On the other hand, a segment is a longer audio fragment that is made
up
of a set of frames that usually share some common properties (they
belong
to the same note, melody, recording...).
The main application class (SMSBase) has a member attribute that we
still
had paid no attention to. It is an object of the Segment class. This
class
is one of the most important ProcessingData classes available in the
CLAM repository.
Now we are ready to add the CLAM Segment to our application. We will keep every spectrum that is output from the FFT in a different frame in our segment.
When we take an audio chunk directly and we input it to the FFT (like we are doing now), what we are actually doing is to multiply the audio chunk with a rectangular window. This means we are convolving the spectrum of our signal with the transform of a rectangular window. But the transform of this window is not very suitable for analysis.

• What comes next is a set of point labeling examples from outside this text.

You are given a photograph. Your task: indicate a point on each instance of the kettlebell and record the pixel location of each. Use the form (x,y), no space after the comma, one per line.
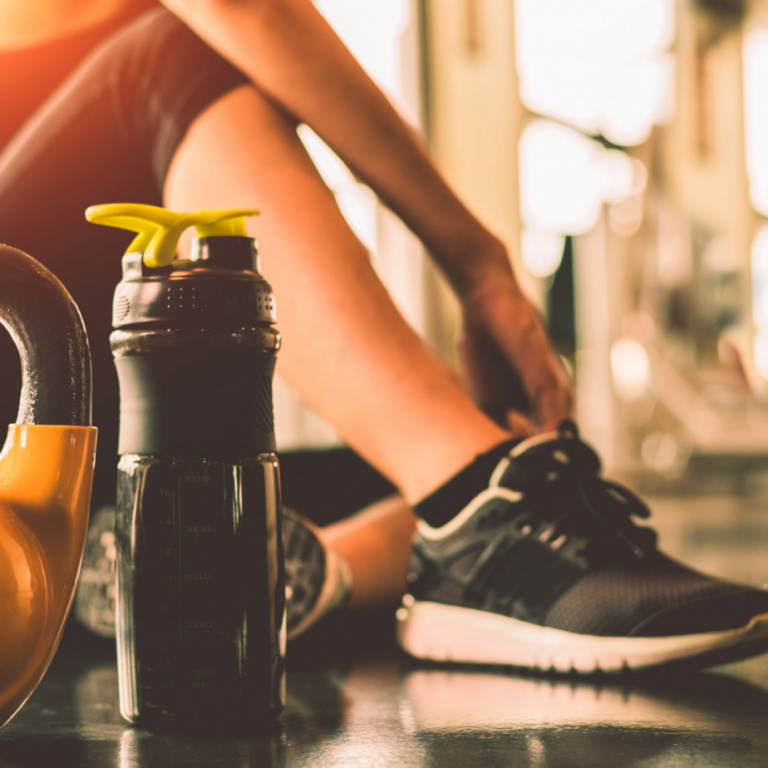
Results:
(46,473)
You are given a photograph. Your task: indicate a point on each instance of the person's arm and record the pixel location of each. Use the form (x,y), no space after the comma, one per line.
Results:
(293,56)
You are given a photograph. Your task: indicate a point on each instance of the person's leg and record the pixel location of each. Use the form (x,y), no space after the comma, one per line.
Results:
(346,349)
(523,554)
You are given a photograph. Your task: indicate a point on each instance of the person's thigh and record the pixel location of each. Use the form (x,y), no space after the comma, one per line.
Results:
(106,136)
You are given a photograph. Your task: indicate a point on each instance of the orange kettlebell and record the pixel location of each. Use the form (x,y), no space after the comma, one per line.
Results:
(46,473)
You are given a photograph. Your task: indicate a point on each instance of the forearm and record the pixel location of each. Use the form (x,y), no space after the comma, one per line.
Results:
(292,55)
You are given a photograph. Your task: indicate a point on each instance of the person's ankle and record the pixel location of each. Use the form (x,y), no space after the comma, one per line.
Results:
(443,504)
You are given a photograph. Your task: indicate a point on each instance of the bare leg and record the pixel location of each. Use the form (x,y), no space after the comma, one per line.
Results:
(347,351)
(376,545)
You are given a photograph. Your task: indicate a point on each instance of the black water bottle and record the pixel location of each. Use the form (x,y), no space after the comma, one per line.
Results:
(200,616)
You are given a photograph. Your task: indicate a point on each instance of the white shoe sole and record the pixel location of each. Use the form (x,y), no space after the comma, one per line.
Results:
(446,633)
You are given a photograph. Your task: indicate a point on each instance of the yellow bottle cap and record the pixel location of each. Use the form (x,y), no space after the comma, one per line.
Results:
(158,229)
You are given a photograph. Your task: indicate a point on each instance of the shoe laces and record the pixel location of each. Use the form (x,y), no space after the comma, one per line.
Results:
(562,475)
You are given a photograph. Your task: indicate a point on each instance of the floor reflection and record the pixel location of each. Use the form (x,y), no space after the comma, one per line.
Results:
(354,701)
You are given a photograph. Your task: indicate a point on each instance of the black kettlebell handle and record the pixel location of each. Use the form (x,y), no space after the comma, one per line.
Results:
(49,333)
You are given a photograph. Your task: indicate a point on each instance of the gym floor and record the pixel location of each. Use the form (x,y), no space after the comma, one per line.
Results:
(353,700)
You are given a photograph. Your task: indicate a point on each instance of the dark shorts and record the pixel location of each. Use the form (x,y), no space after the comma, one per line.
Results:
(108,135)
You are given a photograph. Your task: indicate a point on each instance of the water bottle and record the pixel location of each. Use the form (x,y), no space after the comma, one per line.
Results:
(200,587)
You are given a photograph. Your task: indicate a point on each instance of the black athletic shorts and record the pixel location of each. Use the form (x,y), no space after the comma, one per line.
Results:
(108,135)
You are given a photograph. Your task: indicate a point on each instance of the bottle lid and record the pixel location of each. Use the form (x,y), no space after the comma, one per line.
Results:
(218,286)
(158,229)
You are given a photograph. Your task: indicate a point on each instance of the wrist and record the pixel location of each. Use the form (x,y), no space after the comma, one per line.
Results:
(478,268)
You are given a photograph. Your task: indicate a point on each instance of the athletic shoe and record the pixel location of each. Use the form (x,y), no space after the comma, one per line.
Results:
(546,569)
(316,577)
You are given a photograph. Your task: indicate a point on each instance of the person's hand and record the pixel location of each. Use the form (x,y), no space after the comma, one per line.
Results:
(512,372)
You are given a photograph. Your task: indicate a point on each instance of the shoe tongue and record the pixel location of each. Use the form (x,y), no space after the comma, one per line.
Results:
(557,452)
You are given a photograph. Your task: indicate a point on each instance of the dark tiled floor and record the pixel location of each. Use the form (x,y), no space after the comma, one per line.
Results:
(354,701)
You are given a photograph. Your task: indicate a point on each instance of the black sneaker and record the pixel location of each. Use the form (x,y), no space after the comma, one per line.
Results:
(545,569)
(317,578)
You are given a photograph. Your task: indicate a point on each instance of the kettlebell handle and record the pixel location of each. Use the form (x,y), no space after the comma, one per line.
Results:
(47,328)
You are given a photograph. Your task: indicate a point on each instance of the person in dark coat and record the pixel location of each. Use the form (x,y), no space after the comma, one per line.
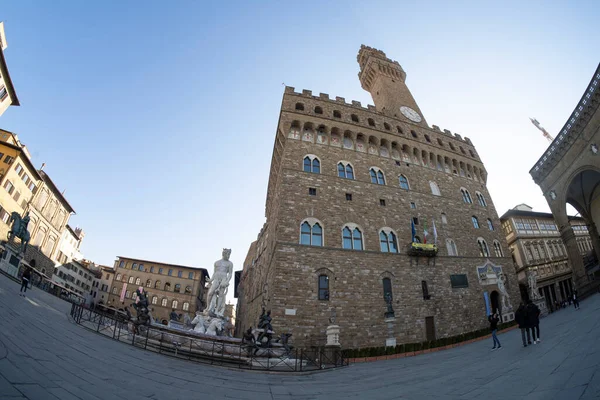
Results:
(521,319)
(533,320)
(493,319)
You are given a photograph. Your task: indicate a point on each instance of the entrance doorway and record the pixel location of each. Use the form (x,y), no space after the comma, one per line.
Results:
(495,300)
(429,329)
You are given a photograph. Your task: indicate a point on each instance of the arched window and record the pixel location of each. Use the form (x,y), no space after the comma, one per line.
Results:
(403,182)
(323,287)
(484,251)
(312,164)
(466,196)
(387,288)
(451,247)
(498,249)
(311,235)
(352,238)
(481,199)
(388,242)
(345,170)
(377,176)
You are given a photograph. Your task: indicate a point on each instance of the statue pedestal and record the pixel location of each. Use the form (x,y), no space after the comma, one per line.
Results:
(333,335)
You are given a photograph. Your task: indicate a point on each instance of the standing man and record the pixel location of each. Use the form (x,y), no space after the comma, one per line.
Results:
(25,281)
(493,319)
(521,318)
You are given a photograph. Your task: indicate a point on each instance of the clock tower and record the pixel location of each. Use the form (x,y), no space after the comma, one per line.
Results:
(384,79)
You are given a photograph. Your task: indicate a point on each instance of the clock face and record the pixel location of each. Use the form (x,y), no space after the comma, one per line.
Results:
(410,114)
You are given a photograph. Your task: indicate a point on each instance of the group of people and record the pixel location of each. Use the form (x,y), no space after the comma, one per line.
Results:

What we have to do is to use a temporal window that shows better spectral features. In CLAM WindowGenerator class we have implemented the most usual windowing functions.

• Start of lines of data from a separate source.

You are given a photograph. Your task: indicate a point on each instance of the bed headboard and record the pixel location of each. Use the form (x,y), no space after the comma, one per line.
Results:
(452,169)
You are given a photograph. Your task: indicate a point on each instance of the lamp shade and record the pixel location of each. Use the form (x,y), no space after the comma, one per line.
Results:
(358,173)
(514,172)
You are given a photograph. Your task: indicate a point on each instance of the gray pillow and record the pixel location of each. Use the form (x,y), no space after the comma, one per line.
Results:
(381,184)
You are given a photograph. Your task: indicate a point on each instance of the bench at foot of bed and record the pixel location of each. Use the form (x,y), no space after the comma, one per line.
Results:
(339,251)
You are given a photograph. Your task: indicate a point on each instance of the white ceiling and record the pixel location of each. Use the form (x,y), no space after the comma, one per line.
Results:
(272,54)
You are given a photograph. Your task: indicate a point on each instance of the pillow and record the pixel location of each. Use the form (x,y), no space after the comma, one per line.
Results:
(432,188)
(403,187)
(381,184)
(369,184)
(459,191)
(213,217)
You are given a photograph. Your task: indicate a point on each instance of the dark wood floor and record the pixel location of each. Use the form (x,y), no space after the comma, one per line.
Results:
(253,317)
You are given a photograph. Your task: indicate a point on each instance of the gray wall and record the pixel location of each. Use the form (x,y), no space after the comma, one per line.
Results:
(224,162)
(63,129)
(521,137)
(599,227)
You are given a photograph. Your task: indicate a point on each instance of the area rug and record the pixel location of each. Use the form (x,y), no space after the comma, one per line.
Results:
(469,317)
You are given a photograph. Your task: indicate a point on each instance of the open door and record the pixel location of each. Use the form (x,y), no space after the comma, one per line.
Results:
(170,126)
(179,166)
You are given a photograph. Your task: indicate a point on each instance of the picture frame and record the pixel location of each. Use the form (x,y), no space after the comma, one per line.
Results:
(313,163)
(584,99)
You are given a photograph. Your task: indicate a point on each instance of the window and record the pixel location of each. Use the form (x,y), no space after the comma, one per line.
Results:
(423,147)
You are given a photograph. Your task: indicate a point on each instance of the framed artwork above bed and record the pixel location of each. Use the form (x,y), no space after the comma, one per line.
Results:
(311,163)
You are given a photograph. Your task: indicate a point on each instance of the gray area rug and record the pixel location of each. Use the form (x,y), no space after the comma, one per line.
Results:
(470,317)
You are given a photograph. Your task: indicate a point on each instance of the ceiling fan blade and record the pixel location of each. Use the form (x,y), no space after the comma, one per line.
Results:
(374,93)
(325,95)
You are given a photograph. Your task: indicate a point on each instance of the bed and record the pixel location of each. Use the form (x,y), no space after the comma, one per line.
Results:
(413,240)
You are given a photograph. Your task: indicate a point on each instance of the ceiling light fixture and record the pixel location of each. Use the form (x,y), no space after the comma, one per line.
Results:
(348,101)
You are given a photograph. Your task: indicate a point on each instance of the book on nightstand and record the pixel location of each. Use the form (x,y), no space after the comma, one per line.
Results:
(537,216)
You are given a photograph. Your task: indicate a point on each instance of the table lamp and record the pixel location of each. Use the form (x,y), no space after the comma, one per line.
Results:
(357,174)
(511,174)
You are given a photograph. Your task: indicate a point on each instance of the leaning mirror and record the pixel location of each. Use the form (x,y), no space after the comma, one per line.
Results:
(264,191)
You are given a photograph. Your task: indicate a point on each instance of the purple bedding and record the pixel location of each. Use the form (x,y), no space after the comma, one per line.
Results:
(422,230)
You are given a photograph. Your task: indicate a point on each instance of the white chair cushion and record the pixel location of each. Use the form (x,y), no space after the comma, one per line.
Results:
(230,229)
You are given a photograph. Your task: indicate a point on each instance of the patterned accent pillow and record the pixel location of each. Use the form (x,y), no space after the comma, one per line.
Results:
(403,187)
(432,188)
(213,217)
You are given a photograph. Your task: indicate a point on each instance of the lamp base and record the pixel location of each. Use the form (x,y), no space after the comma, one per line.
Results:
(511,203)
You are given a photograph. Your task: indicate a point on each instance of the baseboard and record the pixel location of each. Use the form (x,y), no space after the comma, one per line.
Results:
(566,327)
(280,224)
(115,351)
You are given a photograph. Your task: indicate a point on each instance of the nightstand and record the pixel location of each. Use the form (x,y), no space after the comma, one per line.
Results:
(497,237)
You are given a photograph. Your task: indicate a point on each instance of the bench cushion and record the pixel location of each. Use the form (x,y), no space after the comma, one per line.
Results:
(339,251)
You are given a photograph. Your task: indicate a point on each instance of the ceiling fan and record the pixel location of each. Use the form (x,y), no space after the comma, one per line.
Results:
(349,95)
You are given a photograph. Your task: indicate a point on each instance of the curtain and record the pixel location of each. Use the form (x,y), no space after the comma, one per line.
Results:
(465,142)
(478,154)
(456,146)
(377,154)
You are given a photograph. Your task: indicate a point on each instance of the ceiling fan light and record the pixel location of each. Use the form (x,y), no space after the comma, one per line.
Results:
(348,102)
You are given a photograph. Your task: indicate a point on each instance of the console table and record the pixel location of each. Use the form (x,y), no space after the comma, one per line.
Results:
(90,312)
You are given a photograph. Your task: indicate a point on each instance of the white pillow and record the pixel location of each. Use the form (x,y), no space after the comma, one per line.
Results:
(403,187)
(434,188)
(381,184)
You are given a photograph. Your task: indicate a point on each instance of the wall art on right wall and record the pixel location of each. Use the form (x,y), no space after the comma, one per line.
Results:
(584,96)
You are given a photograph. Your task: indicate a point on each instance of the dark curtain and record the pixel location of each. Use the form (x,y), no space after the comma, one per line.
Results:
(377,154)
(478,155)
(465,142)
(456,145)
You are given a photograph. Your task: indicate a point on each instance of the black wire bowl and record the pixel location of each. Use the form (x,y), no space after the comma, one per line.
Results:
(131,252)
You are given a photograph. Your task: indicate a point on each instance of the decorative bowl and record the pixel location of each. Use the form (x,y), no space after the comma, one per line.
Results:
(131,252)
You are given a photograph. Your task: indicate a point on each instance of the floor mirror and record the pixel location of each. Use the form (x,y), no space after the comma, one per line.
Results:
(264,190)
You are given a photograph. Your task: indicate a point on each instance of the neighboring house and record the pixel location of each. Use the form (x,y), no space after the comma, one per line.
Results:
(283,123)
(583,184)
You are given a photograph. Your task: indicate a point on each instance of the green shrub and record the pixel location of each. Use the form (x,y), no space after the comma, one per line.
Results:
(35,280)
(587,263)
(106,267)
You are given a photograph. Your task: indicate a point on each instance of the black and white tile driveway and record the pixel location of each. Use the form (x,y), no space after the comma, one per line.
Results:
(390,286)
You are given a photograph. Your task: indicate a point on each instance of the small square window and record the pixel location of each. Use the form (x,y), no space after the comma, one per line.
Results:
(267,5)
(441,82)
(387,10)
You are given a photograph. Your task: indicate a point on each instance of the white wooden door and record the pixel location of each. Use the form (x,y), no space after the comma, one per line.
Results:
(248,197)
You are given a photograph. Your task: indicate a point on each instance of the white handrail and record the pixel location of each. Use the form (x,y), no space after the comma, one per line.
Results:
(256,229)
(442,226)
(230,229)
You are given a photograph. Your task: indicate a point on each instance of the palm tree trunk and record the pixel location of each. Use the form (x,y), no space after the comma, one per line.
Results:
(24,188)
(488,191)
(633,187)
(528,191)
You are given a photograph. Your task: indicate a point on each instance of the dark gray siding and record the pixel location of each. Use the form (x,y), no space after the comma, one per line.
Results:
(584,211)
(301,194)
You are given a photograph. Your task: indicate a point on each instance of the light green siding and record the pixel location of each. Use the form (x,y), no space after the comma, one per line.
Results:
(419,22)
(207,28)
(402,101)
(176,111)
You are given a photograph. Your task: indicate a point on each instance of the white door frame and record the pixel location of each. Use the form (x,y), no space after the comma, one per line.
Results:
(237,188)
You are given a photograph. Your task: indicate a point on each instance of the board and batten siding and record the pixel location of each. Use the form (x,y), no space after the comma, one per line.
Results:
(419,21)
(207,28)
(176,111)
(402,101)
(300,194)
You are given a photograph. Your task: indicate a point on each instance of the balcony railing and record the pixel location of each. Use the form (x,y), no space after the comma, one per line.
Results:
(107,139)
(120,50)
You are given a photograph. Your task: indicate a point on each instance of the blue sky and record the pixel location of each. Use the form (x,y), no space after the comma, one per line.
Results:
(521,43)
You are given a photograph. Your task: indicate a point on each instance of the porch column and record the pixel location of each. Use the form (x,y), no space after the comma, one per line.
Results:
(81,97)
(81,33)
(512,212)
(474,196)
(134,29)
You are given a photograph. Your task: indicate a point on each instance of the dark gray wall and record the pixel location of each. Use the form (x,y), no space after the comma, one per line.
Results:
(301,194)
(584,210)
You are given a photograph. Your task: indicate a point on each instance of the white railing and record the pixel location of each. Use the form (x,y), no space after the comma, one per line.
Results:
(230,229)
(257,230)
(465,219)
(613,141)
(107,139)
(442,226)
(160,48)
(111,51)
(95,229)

Note that in order to apply a window we need two Processing objects: the WindowGenerator and an AudioMultiplier.
Add these two Processings to the MyAnalyzer class (you can take a look at the Spectral Analysis class as a reference).
To preserve even-symmetry, we need the window to be odd size. However the size of the audio we feed the FFT must be a power of two (for computing efficiency). The FFT input may have some trailing zeroes to make it this size. The FFT input size can be derived from the window size directly.
Look at how these sizes are handled in the configuration of the SpectralAnalysis. Add this to your application so the FFT (input) size is automatically configured from the window size that the user chooses.Another thing we can introduce to our analysis is the use of zero-padding. This way we can add zeros after each audio frame and obtain a greater spectral resolution. This feature is interesting for the Sinusoidal component, as we need to have as much resolution as possible in order to better detect the spectral peak frequencies. Look at the SpectralAnalysis::Do(const Audio& in, Spectrum& outSp).
The Composite we are taking as example (SpectralAnalysis) also has another interesting Processing: the CircularShift. This Processing "shifts around" the signal to keep zero-phase conditions in the spectrum.
And last, we may be interested in having overlaping frames. That is, an analysis hop size different and smaller than the window size. The most "elegant" way to implement this is using a Circular Buffer.